The approach championed by Netezza -- which prescribes both an analytic database and (more recently) an ecosystem of supporting analytic technologies -- differs drastically from IBM's model with Smart Analytics, which is predicated upon a tweaked and hotrodded DB2.

Netezza likewise relies on features in its hardware to a greater degree than does IBM -- particularly in its storage tier.

Adrian cites Netezza's in-database support for several key analytic technologies (the open source Hadoop implementation of MapReduce and the open source R language foremost among them), as well as a unique storage tier that arguably served as a point of departure for Oracle Corp.'s own Exadata storage topology.

"Netezza's storage innovations are based on 'Zone Maps,' which keep track of key statistics, such as the minimum and maximum value of columns in each storage extent," he explains. Because the Zone Map can quickly identify which data falls in a specified data range, it helps avoid "general table scans and the associated enormous I/O overhead they create," Adrian continues.

With the introduction of its TwinFin architecture last August (TwinFin runs on S Series blades from IBM), Netezza switched to a mostly commodity solution. TwinFin eschewed the PowerPC chips that Netezza had long used to drive its Snippet Processing Units (SPU) in favor of field programmable gate array (FPGA) daughtercards. Here, too, Adrian distinguishes between Netezza's apples and Smart Analytics' oranges.

"FPGAs make further 'smart' decisions: they PROJECT only the columns in the SELECT statement and RESTRICT to retrieve only the rows in the WHERE clause," he writes.

On the software side, the issue of overlap becomes muddier.

In addition to Hadoop and R, Netezza offers wrappers that support a handful of popular programming languages (Java, Python, Fortran, C, and C++).

It has also developed wizards to accelerate the creation of UDFs, Adrian writes. In addition, Netezza's new i-Class library "upped the analytic ante by adding … a library of functions that scale to use available memory to become maximally parallelized and callable from any language Netezza supports," he explains.

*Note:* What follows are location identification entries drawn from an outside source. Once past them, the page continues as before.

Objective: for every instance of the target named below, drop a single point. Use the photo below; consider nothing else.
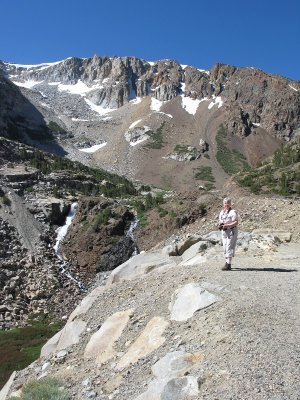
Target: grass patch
(19, 347)
(44, 389)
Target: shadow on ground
(265, 269)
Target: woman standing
(228, 220)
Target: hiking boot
(227, 267)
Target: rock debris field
(175, 326)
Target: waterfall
(133, 226)
(61, 233)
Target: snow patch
(36, 66)
(138, 141)
(156, 104)
(27, 84)
(216, 101)
(93, 148)
(191, 105)
(135, 123)
(137, 100)
(168, 115)
(79, 88)
(292, 87)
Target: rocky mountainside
(169, 323)
(157, 122)
(165, 323)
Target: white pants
(229, 238)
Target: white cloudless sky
(261, 33)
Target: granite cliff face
(252, 96)
(117, 110)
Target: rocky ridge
(138, 112)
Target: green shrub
(205, 174)
(5, 200)
(45, 389)
(19, 347)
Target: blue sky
(259, 33)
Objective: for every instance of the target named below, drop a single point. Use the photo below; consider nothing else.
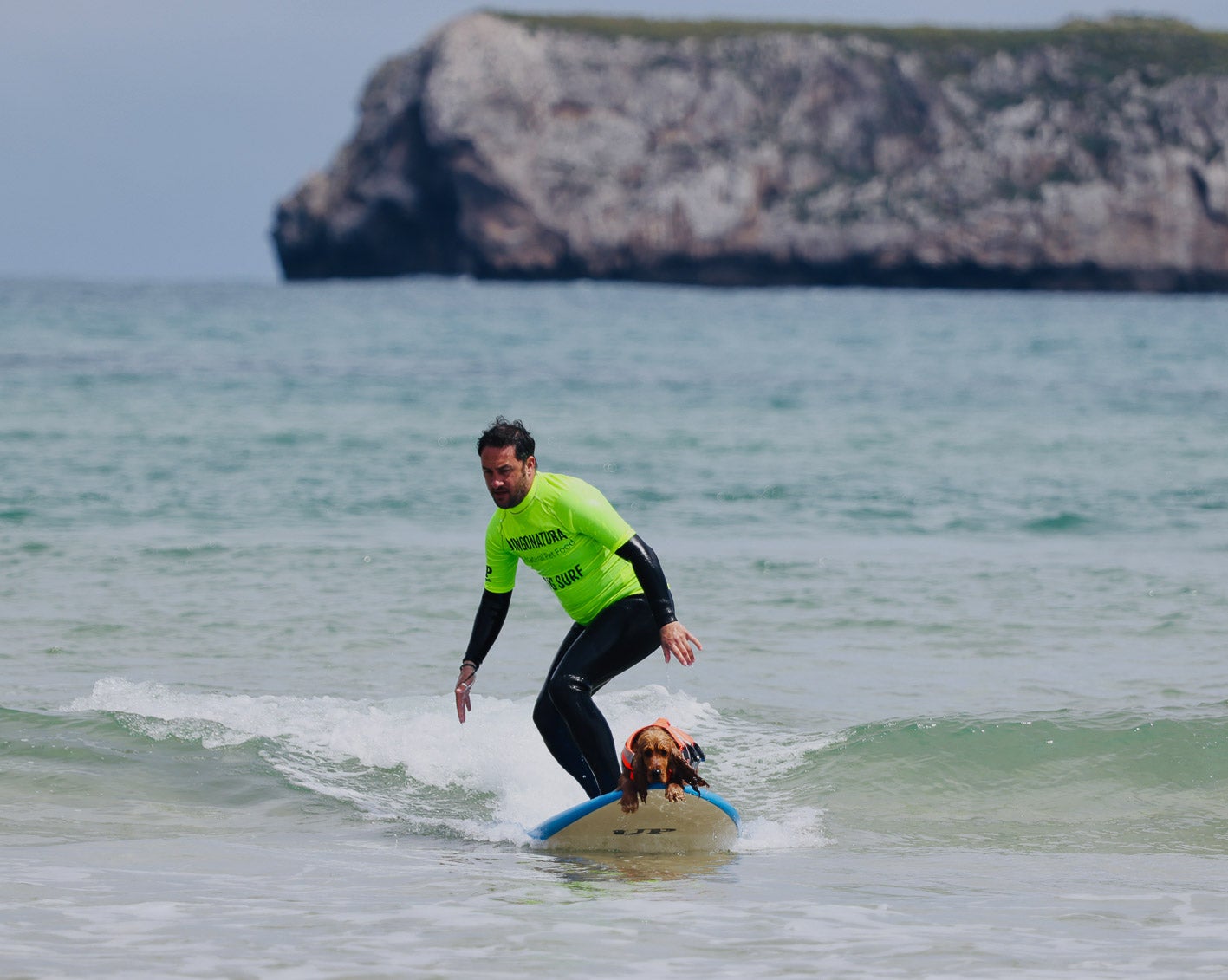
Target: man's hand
(676, 639)
(465, 683)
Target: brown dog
(656, 759)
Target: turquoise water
(957, 561)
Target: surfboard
(694, 823)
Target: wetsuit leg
(589, 656)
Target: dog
(659, 753)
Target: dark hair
(503, 432)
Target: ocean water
(958, 562)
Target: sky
(150, 140)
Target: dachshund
(657, 758)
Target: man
(607, 579)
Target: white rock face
(505, 150)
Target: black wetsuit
(620, 636)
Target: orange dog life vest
(686, 746)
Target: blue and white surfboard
(698, 821)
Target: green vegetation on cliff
(1160, 48)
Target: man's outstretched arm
(486, 624)
(676, 639)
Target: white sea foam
(494, 764)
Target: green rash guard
(566, 532)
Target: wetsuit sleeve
(653, 579)
(486, 624)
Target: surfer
(607, 579)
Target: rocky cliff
(1086, 158)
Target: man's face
(507, 478)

Elsewhere, Netezza offers support for both the GNU Scientific Library (which consists of some 2,000 functions) and the R-oriented CRAN repository.

All of this brings us back to a $1.7 billion question: how will Netezza fare under IBM's stewardship? Will IBM opt to effectively transplant Netezza as it exists today into its teeming information management universe, or will Big Blue -- especially on the software side -- choose not to bring forward some of the things that gave Netezza its renown? It's a near-run thing, according to Adrian.

"Will IBM port all these functions to DB2? Essentially, they are simply algorithms implemented close to the data in various UDF-like forms -- though 'simple' does a disservice to the quality and power of the work involved," he concludes. "Or will the existing Smart Analytics Systems continue to be marketed primarily on the basis of their convenient pre-integrated setup and library of industry models?"